Figure 3.

EGFR and STAT3 are activated in mixed tumors and after in vitro treatment of wtEGFR cell with ΔEGFR cell CM. (A) Analysis of EGFR and STAT3 phosphorylation by Western blot (left) and densitometry (right) of tumor lysates obtained after intracranial injection of indicated U87 cell line derivative mixtures. Every lane represents a different tumor sample. Arrows indicate wtEGFR or ΔEGFR bands. Error bars represent mean ± SEM (n = 3).
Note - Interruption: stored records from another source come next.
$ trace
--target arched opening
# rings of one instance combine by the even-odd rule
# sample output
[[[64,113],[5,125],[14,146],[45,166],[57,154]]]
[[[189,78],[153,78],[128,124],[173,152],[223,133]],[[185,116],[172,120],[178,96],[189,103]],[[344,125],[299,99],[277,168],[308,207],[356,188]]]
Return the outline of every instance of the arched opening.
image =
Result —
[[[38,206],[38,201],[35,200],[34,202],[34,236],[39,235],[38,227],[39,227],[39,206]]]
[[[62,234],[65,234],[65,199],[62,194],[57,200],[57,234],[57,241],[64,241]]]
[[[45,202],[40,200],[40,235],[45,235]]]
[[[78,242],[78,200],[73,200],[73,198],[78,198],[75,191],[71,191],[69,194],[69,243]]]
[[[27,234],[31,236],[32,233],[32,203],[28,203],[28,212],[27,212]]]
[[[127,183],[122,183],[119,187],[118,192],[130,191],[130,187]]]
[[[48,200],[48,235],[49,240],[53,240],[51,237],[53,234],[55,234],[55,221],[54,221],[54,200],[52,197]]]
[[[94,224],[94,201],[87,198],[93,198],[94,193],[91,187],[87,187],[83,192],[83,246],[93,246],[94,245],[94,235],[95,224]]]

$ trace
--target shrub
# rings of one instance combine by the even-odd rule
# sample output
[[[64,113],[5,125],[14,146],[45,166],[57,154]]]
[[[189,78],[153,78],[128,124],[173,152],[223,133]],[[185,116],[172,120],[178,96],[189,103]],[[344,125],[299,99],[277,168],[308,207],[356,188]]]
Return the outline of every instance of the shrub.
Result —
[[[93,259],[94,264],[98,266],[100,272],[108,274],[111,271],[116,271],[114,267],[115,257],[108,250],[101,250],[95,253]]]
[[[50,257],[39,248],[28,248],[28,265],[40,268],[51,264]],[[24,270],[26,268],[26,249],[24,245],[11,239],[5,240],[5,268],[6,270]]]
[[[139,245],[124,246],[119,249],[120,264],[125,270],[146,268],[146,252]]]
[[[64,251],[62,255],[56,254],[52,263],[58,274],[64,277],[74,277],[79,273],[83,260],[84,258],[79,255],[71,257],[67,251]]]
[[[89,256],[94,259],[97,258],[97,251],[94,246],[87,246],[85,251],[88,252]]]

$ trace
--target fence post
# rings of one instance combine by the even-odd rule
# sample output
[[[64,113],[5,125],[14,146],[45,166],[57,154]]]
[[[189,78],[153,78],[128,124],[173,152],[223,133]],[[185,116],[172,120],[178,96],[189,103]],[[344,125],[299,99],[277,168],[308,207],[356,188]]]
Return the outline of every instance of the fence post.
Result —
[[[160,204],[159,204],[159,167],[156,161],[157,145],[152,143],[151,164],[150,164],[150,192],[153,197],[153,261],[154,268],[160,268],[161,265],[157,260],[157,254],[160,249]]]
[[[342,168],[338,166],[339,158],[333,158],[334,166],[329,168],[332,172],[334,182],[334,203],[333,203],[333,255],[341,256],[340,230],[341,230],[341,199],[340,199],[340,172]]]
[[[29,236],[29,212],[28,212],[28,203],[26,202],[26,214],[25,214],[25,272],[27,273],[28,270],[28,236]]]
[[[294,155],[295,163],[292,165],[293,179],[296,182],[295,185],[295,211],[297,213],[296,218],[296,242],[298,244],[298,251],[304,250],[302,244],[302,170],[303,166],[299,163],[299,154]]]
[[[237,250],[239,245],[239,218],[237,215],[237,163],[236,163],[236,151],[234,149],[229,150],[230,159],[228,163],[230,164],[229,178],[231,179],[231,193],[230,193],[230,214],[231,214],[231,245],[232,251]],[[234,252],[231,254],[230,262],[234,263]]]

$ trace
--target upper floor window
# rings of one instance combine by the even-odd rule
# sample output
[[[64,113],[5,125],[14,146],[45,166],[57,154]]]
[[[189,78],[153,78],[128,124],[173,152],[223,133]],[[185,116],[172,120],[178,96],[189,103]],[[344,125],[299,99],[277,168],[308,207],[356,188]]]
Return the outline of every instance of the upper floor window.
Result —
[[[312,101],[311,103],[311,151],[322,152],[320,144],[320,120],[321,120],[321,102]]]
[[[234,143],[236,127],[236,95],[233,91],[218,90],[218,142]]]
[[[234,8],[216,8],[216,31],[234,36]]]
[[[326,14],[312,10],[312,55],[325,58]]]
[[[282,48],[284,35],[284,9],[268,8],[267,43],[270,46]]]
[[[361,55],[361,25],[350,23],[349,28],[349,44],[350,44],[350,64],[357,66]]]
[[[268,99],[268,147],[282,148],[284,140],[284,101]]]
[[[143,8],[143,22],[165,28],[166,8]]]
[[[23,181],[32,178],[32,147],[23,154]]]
Mann-Whitney U-test was used to compare results. (*) P < 0.05. (B) Western blot analysis of U87wt lysates untreated (−) or treated with 50 ng/mL EGF, or U87Par CM (ParCM) or U87Δ CM (ΔCM) showing activation of EGFR, ERK, Akt, and STAT3 pathways when treated with ΔCM. (C) Western blot analysis of mAstr-Ink4/Arf^−/−-wtEGFR lysates untreated (−) or treated with mAstr-Ink4/Arf^−/−-Par CM (ParCM), mAstr-Ink4/Arf^−/−-ΔEGFR CM (ΔCM), or 2.5 ng/mL EGF. (D) Western blot analysis of lysates of U87wt treated with U87Δ CM (ΔCM), with or without pretreatment with 2 μM EGFR inhibitors gefitinib (G) or erlotinib (E). (E) Western blot analysis of lysates of U87wt untreated (−) or treated with serum-free medium (SFM), EGF, or U87Δ CM (ΔCM), with or without preincubation with EGFR ligand trap (501-Fc). Actin and/or total protein were used as loading controls.